Change managers can avoid resistance by clearly explaining how the change will benefit employees. Be specific — humans are self-serving creatures. They not only want to know how a change will benefit the company, they want to know how it will make their individual jobs easier. As soon as employees see a proposed change as an opportunity to succeed, they will not only stop resisting, they will advocate for it.
- Poor Communication from Leadership and Lack of Transparency
Communication is always an essential leadership trait, but it’s even more critical for motivating employees to embrace change. An opaque leadership style and poor communication are serious barriers to organizational change.
While a change is still in the planning stages, leaders should carefully articulate why it’s necessary, the timeline by which it will be implemented, who will be affected, what the main goals are, and how progress will be assessed, among other metrics.
Providing answers to these questions will foster greater trust between employees and leadership, and make the overall transition period smoother.
- Not welcoming employee input
No one in your organization has better insight about what it’s like to perform a job than those who do it every day. If the need to update certain policies, implement a new software system, or rejigger a long-held process arises, solicit input from staff.
Giving employees greater ownership of the change during the planning phase will automatically motivate them to embrace it.

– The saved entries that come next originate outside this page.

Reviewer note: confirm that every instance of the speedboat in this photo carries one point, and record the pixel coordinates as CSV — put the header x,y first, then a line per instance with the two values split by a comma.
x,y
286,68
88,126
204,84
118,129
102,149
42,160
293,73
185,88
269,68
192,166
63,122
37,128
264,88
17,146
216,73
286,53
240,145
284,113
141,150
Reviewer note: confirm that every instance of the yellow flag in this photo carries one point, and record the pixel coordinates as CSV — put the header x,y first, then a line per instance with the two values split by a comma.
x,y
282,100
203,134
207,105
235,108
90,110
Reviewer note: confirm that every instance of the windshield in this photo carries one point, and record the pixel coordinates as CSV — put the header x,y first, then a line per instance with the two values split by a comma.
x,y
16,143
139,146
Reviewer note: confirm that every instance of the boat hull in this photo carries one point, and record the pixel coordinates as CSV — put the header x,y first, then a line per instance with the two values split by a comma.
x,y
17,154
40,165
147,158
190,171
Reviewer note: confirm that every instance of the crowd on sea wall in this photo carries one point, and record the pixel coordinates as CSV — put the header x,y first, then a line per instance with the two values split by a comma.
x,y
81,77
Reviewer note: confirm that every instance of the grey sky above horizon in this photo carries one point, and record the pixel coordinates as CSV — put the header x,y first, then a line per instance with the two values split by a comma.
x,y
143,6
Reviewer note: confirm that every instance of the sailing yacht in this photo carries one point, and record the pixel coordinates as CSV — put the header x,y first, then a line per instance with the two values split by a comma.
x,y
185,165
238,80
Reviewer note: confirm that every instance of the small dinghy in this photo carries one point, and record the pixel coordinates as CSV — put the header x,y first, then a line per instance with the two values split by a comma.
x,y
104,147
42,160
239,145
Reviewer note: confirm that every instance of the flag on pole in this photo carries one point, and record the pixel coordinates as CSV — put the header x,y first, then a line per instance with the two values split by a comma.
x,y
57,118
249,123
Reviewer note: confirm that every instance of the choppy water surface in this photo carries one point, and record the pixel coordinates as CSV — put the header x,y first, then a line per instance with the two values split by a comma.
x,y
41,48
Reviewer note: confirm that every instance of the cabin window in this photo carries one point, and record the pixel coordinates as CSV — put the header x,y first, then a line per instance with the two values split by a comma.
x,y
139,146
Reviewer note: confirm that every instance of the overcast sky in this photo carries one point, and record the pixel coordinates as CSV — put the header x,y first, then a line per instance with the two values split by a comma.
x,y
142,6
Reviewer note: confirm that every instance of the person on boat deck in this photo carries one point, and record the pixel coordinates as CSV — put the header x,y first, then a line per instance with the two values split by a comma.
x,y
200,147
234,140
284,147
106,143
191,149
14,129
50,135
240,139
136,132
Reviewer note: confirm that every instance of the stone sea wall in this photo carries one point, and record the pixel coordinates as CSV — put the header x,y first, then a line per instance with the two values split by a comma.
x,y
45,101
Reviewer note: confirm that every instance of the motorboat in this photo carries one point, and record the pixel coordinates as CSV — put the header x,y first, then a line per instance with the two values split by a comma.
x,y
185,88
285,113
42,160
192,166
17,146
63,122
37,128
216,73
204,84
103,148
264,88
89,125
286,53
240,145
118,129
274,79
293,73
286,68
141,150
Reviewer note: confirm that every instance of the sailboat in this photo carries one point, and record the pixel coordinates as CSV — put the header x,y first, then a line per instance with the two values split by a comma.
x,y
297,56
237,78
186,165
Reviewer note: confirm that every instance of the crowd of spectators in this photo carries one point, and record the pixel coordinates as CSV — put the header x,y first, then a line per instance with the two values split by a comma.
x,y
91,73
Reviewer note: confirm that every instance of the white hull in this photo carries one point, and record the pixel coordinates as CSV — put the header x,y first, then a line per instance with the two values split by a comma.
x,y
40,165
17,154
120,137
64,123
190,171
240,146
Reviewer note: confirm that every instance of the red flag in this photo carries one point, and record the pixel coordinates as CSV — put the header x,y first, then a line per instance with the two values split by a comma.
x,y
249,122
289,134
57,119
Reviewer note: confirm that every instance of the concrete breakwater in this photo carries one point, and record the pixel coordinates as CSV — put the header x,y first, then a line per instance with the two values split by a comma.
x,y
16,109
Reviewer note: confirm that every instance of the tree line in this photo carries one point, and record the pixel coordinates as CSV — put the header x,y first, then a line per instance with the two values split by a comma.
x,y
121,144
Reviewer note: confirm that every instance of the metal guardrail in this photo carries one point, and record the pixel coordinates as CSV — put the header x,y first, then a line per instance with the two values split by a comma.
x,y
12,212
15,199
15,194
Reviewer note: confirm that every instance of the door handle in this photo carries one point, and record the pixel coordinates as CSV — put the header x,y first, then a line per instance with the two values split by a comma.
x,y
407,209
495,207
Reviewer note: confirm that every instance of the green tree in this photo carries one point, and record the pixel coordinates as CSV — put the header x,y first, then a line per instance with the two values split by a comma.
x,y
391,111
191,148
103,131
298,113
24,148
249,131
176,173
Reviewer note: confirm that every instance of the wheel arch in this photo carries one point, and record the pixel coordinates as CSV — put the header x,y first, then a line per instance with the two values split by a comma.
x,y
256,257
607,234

Finally, they will be more willing to champion the change among their peers.
- Leaders Who Think Strategy is static
To succeed in a rapidly evolving business world, strategy must be dynamic. One of the most overlooked barriers to organizational change is unwillingness among leaders to amend strategy to account for emerging internal and external forces.
The conditions that propelled transformation are subject to change as time goes on. That means change strategy must have enough flexibility built in to bend. If a change initiative is too rigid, the end goal of the change could become obsolete before it is fully implemented.
There are many barriers to organizational change, but with enough transparency, communication, input, and just the right amount of planning, organizations will become more adaptable.